Some issues when restoring files using duplicity

I blogged a while back about how to do incremental encrypted backups to S3 using duplicity. I've been testing the restore procedure for some of my S3 backups, and I had a problem with the way duplicity deals with temporary directories and files it creates during the restore.

By default, duplicity will use the system default temporary directory, which on Unix is usually /tmp. If you have insufficient disk space in /tmp for the files you're trying to restore from S3, the restore operation will eventually fail with "IOError: [Errno 28] No space left on device".

One thing you can do is create another directory on a partition with lots of disk space, and specify that directory in the duplicity command line using the --tempdir command line option. Something like: /usr/local/bin/duplicity --tempdir=/lotsofspace/temp

However, it turns out that this is not sufficient. There's still a call to os.tmpfile() buried in the patchdir.py module installed by duplicity. Consequently, duplicity will still try to create temporary files in /tmp, and the restore operation will still fail. As a workaround, I solved the issue in a brute-force kind of way by editing /usr/local/lib/python2.5/site-packages/duplicity/patchdir.py (the path is obviously dependent on your Python installation directory) and replacing the line:

tempfp = os.tmpfile()

with the line:

tempfp, filename = tempdir.default().mkstemp_file()

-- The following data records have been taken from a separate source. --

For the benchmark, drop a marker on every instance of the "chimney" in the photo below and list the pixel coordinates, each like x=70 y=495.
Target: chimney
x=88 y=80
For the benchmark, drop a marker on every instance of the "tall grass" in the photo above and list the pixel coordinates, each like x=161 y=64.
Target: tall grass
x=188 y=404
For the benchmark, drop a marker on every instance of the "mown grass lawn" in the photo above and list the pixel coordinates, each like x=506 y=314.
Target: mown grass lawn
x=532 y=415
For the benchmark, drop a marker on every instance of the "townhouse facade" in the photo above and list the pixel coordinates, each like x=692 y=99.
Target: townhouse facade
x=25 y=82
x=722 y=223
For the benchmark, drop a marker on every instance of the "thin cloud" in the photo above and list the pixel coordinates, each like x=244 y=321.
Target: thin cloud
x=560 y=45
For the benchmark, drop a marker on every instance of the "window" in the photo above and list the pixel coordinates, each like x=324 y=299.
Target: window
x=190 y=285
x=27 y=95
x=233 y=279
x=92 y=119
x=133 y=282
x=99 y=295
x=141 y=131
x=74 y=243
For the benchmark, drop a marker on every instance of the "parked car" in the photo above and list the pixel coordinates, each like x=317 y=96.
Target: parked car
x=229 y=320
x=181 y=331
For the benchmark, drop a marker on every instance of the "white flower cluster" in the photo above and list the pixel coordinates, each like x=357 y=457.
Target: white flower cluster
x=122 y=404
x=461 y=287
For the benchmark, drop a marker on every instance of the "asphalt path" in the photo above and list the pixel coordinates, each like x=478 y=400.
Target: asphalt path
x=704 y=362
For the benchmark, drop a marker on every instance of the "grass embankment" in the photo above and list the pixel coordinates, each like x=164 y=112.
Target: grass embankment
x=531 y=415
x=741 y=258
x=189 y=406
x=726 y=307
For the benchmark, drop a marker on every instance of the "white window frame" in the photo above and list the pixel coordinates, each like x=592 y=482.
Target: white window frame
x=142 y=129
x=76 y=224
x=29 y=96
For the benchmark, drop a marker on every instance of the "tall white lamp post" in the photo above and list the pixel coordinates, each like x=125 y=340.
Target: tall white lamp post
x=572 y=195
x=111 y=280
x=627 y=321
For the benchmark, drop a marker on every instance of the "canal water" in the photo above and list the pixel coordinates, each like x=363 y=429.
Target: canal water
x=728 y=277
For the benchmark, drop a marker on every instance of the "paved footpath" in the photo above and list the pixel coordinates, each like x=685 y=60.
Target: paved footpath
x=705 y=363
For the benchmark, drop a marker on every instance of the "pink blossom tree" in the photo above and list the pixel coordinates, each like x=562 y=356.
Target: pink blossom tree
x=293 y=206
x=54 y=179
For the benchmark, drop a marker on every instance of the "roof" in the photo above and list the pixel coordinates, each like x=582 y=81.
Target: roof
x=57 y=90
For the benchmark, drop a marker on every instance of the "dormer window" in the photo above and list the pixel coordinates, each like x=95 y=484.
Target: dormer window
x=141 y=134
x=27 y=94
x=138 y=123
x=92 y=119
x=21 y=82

(I also needed to import tempdir at the top of patchdir.py; tempdir is a module which is part of duplicity and which deals with temporary file and directory management -- I guess the author of duplicity just forgot to replace the call to os.tmpfile() with the proper calls to the tempdir methods such as mkstemp_file).

This solved the issue. I'll try to open a bug somehow with the duplicity author.

Friday, December 12, 2008

Working with Amazon EC2 regions

Now that Amazon offers EC2 instances based in data centers in Europe, there is one more variable that you need to take into account when using the EC2 API: the concept of 'region'. Right now there are 2 regions to choose from: us-east-1 (based of course in the US on the East Coast), and the new region eu-west-1 based in Western Europe. Knowing Amazon, they will probably launch data centers in other regions across the globe -- Asia, South America, etc.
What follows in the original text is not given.